By Christoph Steitz and Tom Sims
FRANKFURT (Reuters) -Volkswagen AG, Europe’s top carmaker, doubled its operating profit in 2021 but warned that Russia’s invasion of Ukraine and its impact on supply chains could hit business this year in unforeseen ways.
Carmakers are scrambling to find alternative sources of vital parts made in Ukraine, including wire harnesses, from as far afield as China and Mexico, as Russia’s invasion halts assembly lines and breaks complex supply chains.
“The conflict … has an impact on the entire global economy, on raw materials, on supply chains and therefore on our company,” Volkswagen finance chief Arno Antlitz told journalists on Friday after publishing preliminary 2021 results.
“The impact of this cannot be conclusively assessed at this point in time,” he said, adding the group was currently working on tapping other suppliers in Eastern Europe and North Africa to obtain wire harnesses.
Volkswagen said there was a risk that the latest developments in the war in Ukraine will have a negative impact on its business.

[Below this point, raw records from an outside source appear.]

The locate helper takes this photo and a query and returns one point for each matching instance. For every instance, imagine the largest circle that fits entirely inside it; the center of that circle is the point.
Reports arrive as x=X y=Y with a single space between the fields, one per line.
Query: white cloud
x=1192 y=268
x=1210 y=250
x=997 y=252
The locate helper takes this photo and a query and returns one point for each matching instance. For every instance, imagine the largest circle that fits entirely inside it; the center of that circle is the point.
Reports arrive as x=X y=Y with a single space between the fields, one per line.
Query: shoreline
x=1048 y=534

Russia calls its actions in Ukraine a “special operation.”
The company still proposed to raise its annual dividend by more than half to 7.50 euros per ordinary share and 7.56 euros per preferred share for 2021, after operating profit doubled to 19.3 billion euros ($21.1 billion) last year.

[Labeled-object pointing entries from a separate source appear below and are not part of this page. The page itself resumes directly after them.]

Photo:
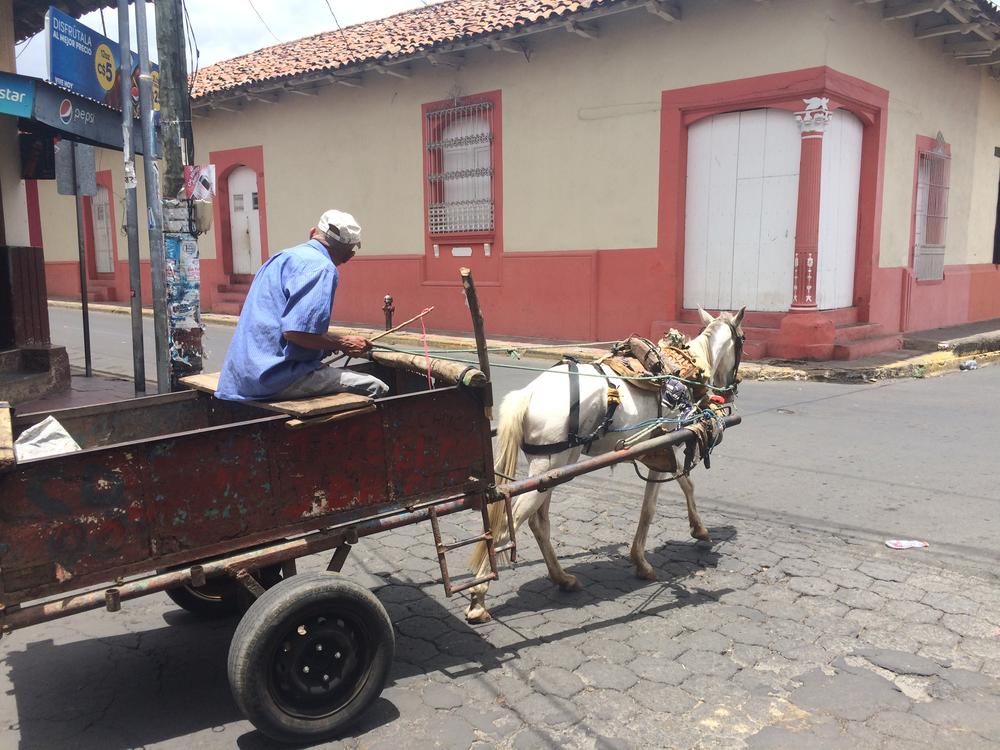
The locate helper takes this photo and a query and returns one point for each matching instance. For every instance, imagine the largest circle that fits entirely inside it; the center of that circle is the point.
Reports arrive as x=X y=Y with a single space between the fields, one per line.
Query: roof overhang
x=968 y=30
x=447 y=54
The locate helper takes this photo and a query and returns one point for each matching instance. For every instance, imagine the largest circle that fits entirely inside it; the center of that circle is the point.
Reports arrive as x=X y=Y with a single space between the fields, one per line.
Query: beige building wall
x=58 y=212
x=929 y=93
x=581 y=129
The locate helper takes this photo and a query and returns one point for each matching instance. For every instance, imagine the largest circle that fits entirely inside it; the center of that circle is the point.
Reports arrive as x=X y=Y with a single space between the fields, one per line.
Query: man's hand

The doubling of operating profit in 2021 was thanks to higher prices and a more favorable product mix, Volkswagen said, adding it expects an operating margin on sales of 7.0%-8.5% in 2022, compared with 7.7% in 2021.
Sales are forecast to rise 8%-13% in 2022, compared with a 12.3% increase to 250 billion euros in 2021.
“However, this guidance is subject to the further development of the war in Ukraine and in particular the impact on the group’s supply chains and the global economy as a whole,” the company said.